Here’s what’s next on the roadmap:

  1. Docker Compose Environment Variables: Move from inline environment variables to env_file: .env.production for the ipcha service in docker-compose.yml for cleaner management.
  2. Idempotent RLS Policies: Update our RLS SQL to be idempotent (DROP POLICY IF EXISTS ... ; CREATE POLICY ...) to prevent errors on re-application.
  3. OpenAPI Documentation: Leverage FastAPI's auto-generated Swagger/OpenAPI docs (available at /docs) to provide comprehensive API documentation.

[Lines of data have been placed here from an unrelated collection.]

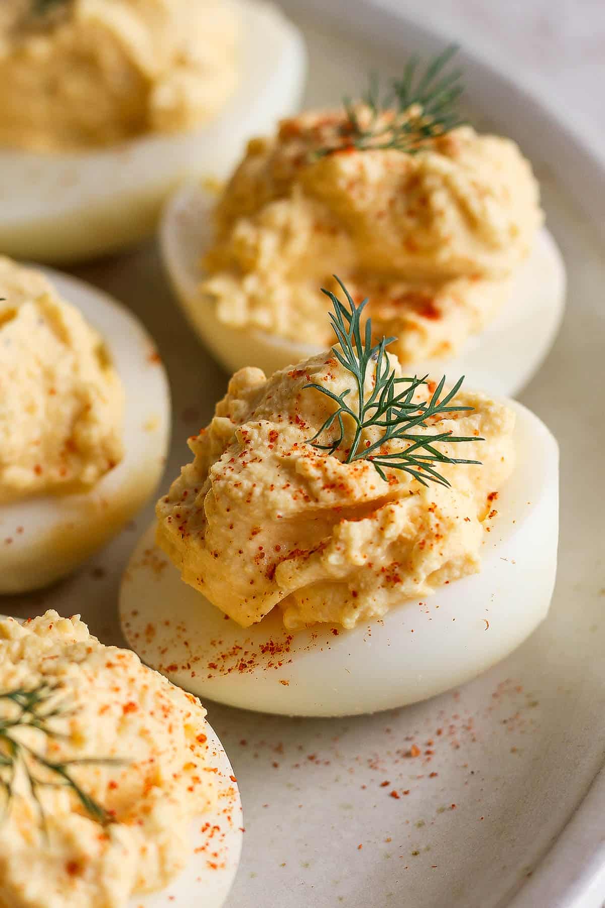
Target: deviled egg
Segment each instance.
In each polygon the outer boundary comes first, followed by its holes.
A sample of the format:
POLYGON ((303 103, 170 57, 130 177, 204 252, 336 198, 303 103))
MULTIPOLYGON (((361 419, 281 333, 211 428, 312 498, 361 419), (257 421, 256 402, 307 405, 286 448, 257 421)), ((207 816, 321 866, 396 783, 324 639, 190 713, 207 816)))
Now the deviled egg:
POLYGON ((370 297, 376 338, 397 336, 406 367, 450 360, 499 394, 537 369, 561 320, 562 262, 517 145, 459 123, 448 57, 428 81, 395 81, 395 102, 375 90, 284 120, 249 143, 218 201, 200 184, 171 199, 167 270, 229 370, 270 374, 324 349, 317 287, 334 289, 332 270, 370 297))
POLYGON ((78 616, 0 620, 0 903, 220 908, 241 804, 194 696, 78 616))
POLYGON ((0 5, 0 249, 76 261, 149 235, 183 178, 225 178, 296 109, 305 71, 255 0, 0 5))
POLYGON ((153 341, 101 291, 0 258, 0 593, 20 593, 154 493, 171 405, 153 341))
POLYGON ((369 320, 364 332, 364 304, 327 295, 337 343, 233 376, 122 581, 141 658, 249 709, 438 694, 517 646, 554 583, 546 427, 462 380, 410 377, 369 320))

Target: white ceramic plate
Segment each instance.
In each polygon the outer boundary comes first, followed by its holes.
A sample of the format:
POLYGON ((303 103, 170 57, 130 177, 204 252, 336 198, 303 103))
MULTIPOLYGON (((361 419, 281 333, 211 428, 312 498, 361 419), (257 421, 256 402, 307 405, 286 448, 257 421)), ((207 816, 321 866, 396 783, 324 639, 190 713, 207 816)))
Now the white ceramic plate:
MULTIPOLYGON (((321 350, 282 340, 266 331, 230 329, 218 321, 215 306, 199 291, 200 259, 212 237, 211 193, 196 183, 170 199, 160 225, 161 253, 176 299, 210 352, 229 371, 259 366, 270 375, 321 350)), ((565 269, 547 230, 538 234, 511 294, 495 320, 469 338, 455 359, 414 364, 418 375, 464 375, 467 387, 508 397, 516 394, 542 365, 559 330, 565 301, 565 269)))
MULTIPOLYGON (((434 52, 448 40, 385 0, 307 0, 304 8, 315 17, 305 26, 310 104, 336 104, 368 69, 396 73, 411 47, 434 52)), ((416 706, 288 720, 209 705, 246 812, 229 908, 597 908, 605 898, 605 780, 597 779, 605 750, 605 162, 587 133, 563 123, 572 111, 515 81, 516 61, 500 72, 497 53, 461 55, 482 128, 510 133, 532 157, 568 269, 561 333, 522 395, 561 452, 552 606, 504 662, 416 706)), ((159 342, 175 404, 167 486, 190 457, 185 437, 208 421, 227 377, 175 310, 155 249, 79 273, 131 302, 159 342)), ((3 602, 2 611, 82 611, 93 633, 122 642, 120 576, 151 518, 149 507, 73 580, 3 602)))

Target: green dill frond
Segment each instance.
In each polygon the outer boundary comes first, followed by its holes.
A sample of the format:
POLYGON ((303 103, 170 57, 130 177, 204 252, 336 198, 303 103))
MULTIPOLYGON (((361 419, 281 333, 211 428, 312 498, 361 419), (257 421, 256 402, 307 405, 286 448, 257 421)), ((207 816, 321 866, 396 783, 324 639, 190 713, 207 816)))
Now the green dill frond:
POLYGON ((40 800, 42 788, 66 786, 76 795, 88 815, 96 823, 106 825, 112 822, 104 807, 97 804, 75 782, 70 768, 91 763, 122 764, 122 760, 83 758, 80 760, 49 760, 24 743, 19 729, 34 728, 49 739, 62 740, 65 735, 54 731, 52 720, 57 716, 72 715, 60 696, 60 688, 41 683, 33 688, 19 687, 0 693, 0 700, 9 701, 15 706, 13 716, 0 718, 0 790, 5 794, 5 814, 10 809, 15 796, 15 780, 21 769, 27 780, 30 794, 37 804, 40 820, 44 828, 44 812, 40 800), (15 734, 16 733, 16 734, 15 734))
POLYGON ((34 15, 46 15, 68 2, 69 0, 32 0, 32 12, 34 15))
POLYGON ((378 77, 371 74, 362 98, 369 111, 368 122, 362 122, 356 104, 345 98, 346 122, 340 131, 341 142, 319 149, 314 156, 324 157, 343 148, 396 149, 415 154, 432 139, 462 125, 464 121, 456 109, 464 91, 462 70, 447 70, 457 50, 455 44, 446 47, 424 72, 420 57, 415 54, 407 61, 401 78, 393 79, 382 96, 378 77))
POLYGON ((334 277, 346 298, 346 304, 336 294, 322 288, 322 292, 329 297, 334 307, 334 311, 330 312, 330 321, 338 344, 332 348, 332 352, 341 366, 355 378, 357 403, 356 406, 349 406, 347 398, 350 389, 341 394, 335 394, 319 384, 305 385, 305 388, 313 388, 324 394, 335 404, 334 411, 313 438, 307 439, 308 443, 328 454, 346 452, 345 463, 369 460, 383 479, 386 479, 385 470, 400 469, 409 473, 423 486, 427 486, 428 481, 449 486, 447 479, 435 469, 435 464, 480 464, 481 461, 447 457, 434 447, 435 444, 440 441, 451 444, 484 439, 474 436, 454 436, 451 432, 437 432, 433 435, 415 429, 425 429, 428 419, 434 422, 435 419, 438 421, 440 417, 447 413, 473 410, 473 407, 454 402, 464 376, 443 399, 445 376, 429 400, 415 401, 415 392, 421 385, 426 384, 428 376, 396 378, 395 370, 391 369, 386 356, 386 347, 395 338, 383 338, 379 343, 373 344, 371 319, 366 320, 363 330, 361 326, 361 315, 367 305, 367 299, 356 306, 342 281, 336 274, 334 277), (369 393, 366 387, 368 375, 374 376, 369 393), (350 444, 345 428, 345 416, 353 421, 355 427, 350 444), (360 449, 364 430, 372 428, 382 429, 380 437, 360 449), (333 433, 332 440, 322 442, 321 438, 330 430, 333 433), (382 449, 389 441, 404 442, 405 447, 393 453, 384 453, 382 449))

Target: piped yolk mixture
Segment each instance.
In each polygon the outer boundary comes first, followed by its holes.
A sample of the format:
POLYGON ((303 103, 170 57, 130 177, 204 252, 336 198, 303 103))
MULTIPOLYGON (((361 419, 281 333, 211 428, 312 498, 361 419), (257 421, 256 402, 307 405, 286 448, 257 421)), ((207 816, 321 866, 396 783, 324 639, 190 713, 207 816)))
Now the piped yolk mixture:
MULTIPOLYGON (((0 808, 0 904, 126 908, 132 893, 163 887, 183 867, 190 821, 216 800, 206 710, 134 653, 102 646, 77 617, 0 621, 0 693, 41 683, 54 691, 44 710, 56 710, 47 720, 56 734, 12 734, 49 762, 82 761, 68 771, 112 822, 96 822, 69 786, 36 786, 36 804, 19 764, 6 814, 0 808)), ((0 719, 15 716, 0 698, 0 719)))
POLYGON ((505 302, 542 220, 510 139, 461 126, 414 154, 360 151, 345 112, 307 112, 249 143, 216 208, 200 294, 233 328, 324 346, 317 288, 334 290, 336 272, 356 301, 370 297, 376 338, 397 336, 402 363, 444 359, 505 302))
MULTIPOLYGON (((401 377, 396 359, 389 362, 401 377)), ((368 393, 374 378, 369 370, 368 393)), ((369 459, 346 463, 346 449, 313 447, 335 405, 309 382, 336 395, 348 390, 356 410, 355 380, 329 351, 270 379, 240 370, 210 426, 189 439, 193 460, 156 508, 158 543, 182 579, 243 627, 278 607, 288 628, 353 627, 479 570, 488 496, 514 467, 512 411, 459 392, 456 402, 473 409, 424 431, 484 439, 435 442, 481 466, 440 464, 451 488, 425 487, 395 469, 382 479, 369 459)), ((418 399, 434 390, 421 386, 418 399)), ((360 449, 383 432, 364 429, 360 449)), ((380 450, 406 446, 392 439, 380 450)))
POLYGON ((122 458, 102 339, 34 269, 0 257, 0 504, 90 489, 122 458))
POLYGON ((0 145, 69 152, 215 116, 238 80, 223 0, 5 0, 0 145))

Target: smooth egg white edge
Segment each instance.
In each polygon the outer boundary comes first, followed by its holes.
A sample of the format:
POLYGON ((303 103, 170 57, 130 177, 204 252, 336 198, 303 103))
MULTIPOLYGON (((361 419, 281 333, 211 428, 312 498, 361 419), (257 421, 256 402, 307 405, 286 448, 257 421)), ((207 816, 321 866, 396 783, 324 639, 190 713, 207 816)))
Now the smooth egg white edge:
MULTIPOLYGON (((216 196, 199 183, 182 186, 167 203, 160 228, 166 271, 195 331, 229 372, 258 366, 271 375, 320 352, 321 347, 254 329, 234 329, 218 320, 212 301, 200 292, 200 259, 212 240, 215 203, 216 196)), ((418 375, 445 372, 452 380, 464 375, 468 386, 513 396, 535 374, 551 349, 564 301, 563 261, 551 235, 542 230, 533 252, 514 277, 510 301, 484 331, 469 338, 461 355, 405 368, 413 368, 418 375)))
POLYGON ((64 262, 130 245, 152 232, 166 196, 184 179, 226 178, 250 136, 298 108, 307 73, 302 36, 270 4, 231 3, 240 19, 239 81, 207 125, 91 152, 0 149, 5 254, 64 262))
POLYGON ((185 868, 164 889, 132 896, 130 908, 191 908, 194 904, 222 908, 233 884, 243 839, 241 799, 219 736, 208 722, 202 730, 208 736, 209 765, 217 767, 212 774, 218 790, 216 808, 191 821, 191 854, 185 868), (218 857, 212 857, 213 852, 218 857))
POLYGON ((151 527, 120 594, 130 646, 202 698, 288 716, 403 706, 489 668, 546 617, 557 565, 558 446, 534 414, 506 403, 517 416, 517 465, 500 489, 496 517, 485 523, 491 531, 479 574, 353 630, 317 625, 286 631, 278 608, 242 628, 182 582, 155 546, 151 527))
POLYGON ((0 504, 0 594, 58 580, 119 533, 155 492, 171 433, 168 379, 142 325, 97 288, 43 271, 105 341, 125 392, 124 457, 87 491, 0 504))

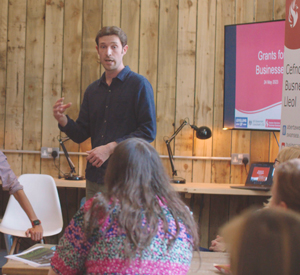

  4. Workflow Engine Integration: Wire IPCHA scoring directly into the nyxCore workflow engine as a new step type, unlocking powerful new automation possibilities.
  5. Usage Dashboard Charts: Enhance the customer dashboard with 30-day trend charts for usage, moving beyond just recent calls.
  6. External API Documentation & Pricing: Prepare public-facing API documentation and a pricing page for external customers.
  7. Branch Cleanup: Delete the feat/cli-api branch, as it's now fully merged into main.

This project has been a testament to what a focused team can achieve, turning a complex protocol into a fully functional, rentable service in record time. The lessons learned will undoubtedly serve us well on future endeavors. Onward!